The Lifestart Foundation Workshop.

Lifestart Foundation Workshop

Shop 5, Viettown, 127 Phan Chu Trinh St

The Lifestart Foundation Workshop is a co-operative of disabled and disadvantaged people from Hoi An and surrounding areas.  Everything in the shop is made by the people in the co-op and 100% of your money will go directly to the makers.  The running costs of the shop are covered by independent fundraising by Lifestart Foundation.  This is a truly unique operation in Vietnam and well worth supporting.

Fiona with Nghi from Reaching Out in the childrens section.

Reaching Out

103 Nguyen Thai Hoc (next to Tan Ky House)

Reaching Out is another charity-based organization selling really lovely hand made products.  The shop does support disabled and disadvantaged crafts people, however they are on a set wage which is not effected directly by your purchase.  It is not clear exactly where the profit from this organization goes, but I feel that there is heart in this organization and a good will for the people it supports.
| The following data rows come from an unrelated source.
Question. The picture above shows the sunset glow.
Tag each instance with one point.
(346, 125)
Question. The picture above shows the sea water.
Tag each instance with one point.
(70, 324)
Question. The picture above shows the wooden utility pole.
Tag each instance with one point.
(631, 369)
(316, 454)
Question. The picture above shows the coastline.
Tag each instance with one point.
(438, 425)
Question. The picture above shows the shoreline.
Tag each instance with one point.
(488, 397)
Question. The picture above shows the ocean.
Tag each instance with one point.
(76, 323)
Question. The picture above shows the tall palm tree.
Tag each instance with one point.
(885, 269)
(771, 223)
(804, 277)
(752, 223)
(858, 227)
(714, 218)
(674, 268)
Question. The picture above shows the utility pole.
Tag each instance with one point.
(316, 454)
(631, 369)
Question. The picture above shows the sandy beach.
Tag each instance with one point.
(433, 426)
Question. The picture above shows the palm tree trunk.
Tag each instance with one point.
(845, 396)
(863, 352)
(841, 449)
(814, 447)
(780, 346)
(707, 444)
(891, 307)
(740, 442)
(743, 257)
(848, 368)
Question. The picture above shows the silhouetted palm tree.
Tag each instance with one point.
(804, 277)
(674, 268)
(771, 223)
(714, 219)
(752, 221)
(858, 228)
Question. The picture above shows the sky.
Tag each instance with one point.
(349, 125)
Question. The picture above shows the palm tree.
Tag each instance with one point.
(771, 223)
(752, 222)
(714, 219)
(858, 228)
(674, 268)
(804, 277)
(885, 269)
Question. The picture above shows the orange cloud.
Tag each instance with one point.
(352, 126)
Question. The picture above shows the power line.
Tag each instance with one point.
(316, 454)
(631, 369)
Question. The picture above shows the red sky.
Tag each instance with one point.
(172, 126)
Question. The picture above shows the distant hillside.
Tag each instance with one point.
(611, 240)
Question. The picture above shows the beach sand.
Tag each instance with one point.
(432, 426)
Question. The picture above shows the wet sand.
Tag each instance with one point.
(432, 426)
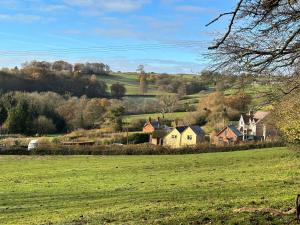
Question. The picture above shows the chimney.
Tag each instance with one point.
(251, 113)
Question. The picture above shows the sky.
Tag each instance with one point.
(167, 36)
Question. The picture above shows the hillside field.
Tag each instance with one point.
(178, 189)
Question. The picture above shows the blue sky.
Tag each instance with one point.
(164, 35)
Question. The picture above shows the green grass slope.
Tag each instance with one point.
(194, 189)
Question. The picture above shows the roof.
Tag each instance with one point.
(197, 129)
(247, 118)
(181, 128)
(259, 115)
(233, 129)
(155, 124)
(159, 134)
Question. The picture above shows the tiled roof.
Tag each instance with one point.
(235, 131)
(181, 128)
(197, 129)
(259, 115)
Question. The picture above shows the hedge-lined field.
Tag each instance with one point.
(195, 189)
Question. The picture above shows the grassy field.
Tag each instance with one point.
(194, 189)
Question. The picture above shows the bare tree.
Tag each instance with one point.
(168, 103)
(262, 36)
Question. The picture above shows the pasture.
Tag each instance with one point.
(173, 189)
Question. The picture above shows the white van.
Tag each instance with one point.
(33, 144)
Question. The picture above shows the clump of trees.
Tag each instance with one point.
(262, 37)
(60, 77)
(48, 112)
(117, 90)
(179, 85)
(216, 110)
Fiona with the team at Lotus.

Lotus Jewellery

100 Nguyen Thai Hoc St

If you’re into sterling silver, this is the place to shop – frankly all the other jewellers in town are simply inferior in quality and service.  Phil and Nguyen run the show and are soon to open a second shop in town.  They stock wonderful hand crafted sterling silver pendants with designs such as the iconic conical hat and lotus flowers.  Just stunning.  Give them an Aussie G’Day from us.

Shop 45 – for all your clothes and shoes!

Hoang Deu – down near the bridge.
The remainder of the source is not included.